As I understand it*, link functions are associated with Generalized linear modeling (GLM). The link function is used to relate the (conditional) expected value of the dependent variable $y$ to a linear predictor constructed from the independent variables $x$, i.e.
$$g[\langle y\mid x\rangle]=L[x,\theta]$$
where $g[\,]$ is the link function and $L[\,]$ is the linear predictor, parameterized by $\theta$, which is to be estimated by MLE, assuming i.i.d. data $y$. The link function is relatively unconstrained, but to be admissable it must have an appropriate domain and range, and it must be invertible.
For the case of Bernoulli distributed data $y\sim\mathrm{Bern}[p]$, the left hand side becomes $g[\,p[x]\,]$, where $p[x]=\langle y\mid x\rangle$ is the conditional mean.
Now in machine learning, the "loss function" is commonly derived from MLE, where it is defined as the negative log-likelihood of the data given the parameters. For MLE involving exponential-family (conditional) PDFs, the log is convenient, but note that any monotonic (i.e. invertible) function could be used for optimization.

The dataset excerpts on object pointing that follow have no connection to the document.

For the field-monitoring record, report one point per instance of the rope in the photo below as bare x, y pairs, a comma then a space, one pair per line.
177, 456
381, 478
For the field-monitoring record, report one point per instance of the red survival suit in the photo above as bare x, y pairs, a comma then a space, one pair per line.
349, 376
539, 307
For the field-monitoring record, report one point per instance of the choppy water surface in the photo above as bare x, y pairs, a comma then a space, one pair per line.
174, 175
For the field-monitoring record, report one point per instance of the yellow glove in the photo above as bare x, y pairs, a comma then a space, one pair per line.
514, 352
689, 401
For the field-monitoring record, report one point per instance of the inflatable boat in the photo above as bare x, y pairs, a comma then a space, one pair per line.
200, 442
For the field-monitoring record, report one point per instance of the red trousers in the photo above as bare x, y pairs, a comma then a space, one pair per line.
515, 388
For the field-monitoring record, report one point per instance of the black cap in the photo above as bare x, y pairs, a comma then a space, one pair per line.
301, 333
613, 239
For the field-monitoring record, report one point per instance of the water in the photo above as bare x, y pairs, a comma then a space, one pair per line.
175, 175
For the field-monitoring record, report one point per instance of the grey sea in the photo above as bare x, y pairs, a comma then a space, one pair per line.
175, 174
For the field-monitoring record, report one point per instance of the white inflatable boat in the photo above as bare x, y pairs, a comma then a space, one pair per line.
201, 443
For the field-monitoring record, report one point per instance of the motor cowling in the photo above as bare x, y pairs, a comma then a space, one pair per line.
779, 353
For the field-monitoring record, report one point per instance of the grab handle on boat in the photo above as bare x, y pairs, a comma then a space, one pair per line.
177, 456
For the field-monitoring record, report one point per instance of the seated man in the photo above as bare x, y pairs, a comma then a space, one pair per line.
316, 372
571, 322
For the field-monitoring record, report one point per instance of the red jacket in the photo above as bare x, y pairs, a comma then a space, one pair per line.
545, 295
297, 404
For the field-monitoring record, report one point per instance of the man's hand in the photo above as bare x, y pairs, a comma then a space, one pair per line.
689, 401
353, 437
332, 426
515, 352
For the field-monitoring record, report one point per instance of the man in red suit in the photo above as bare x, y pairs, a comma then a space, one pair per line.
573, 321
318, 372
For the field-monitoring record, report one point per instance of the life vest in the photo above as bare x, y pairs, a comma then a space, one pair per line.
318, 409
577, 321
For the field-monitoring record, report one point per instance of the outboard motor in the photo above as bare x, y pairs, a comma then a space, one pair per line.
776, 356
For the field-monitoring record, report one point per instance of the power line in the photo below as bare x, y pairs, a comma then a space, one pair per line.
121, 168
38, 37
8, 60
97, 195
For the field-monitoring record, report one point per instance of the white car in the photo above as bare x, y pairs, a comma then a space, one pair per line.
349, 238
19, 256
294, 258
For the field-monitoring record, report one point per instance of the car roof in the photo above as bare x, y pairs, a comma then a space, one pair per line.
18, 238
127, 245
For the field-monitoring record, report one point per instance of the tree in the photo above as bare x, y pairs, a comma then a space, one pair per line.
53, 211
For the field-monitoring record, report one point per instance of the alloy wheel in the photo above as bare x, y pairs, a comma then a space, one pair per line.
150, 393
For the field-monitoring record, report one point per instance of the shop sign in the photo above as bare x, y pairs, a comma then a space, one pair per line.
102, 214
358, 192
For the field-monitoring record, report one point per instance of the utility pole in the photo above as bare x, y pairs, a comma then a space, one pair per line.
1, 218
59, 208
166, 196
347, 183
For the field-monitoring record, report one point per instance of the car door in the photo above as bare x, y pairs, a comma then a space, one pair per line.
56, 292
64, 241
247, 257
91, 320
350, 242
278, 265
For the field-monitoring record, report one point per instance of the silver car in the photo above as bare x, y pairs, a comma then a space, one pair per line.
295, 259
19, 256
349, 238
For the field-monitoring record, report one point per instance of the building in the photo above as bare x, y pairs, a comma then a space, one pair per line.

As I understand it*, in GLM the log-loss corresponds to the "canonical link". In the Bernoulli case this would be the logit function, which gives logistic regression. For probit regression the probit function would be used instead.
One final note: from an optimization perspective, GLM operationally gives a framework to translate many estimation problems into nonlinear least squares problems that can be solved with standard techniques that leverage existing linear LSQR toolkits.
(*I am not very familiar with GLMs, so parts of this may very well be wrong. Any corrections would be appreciated if so!)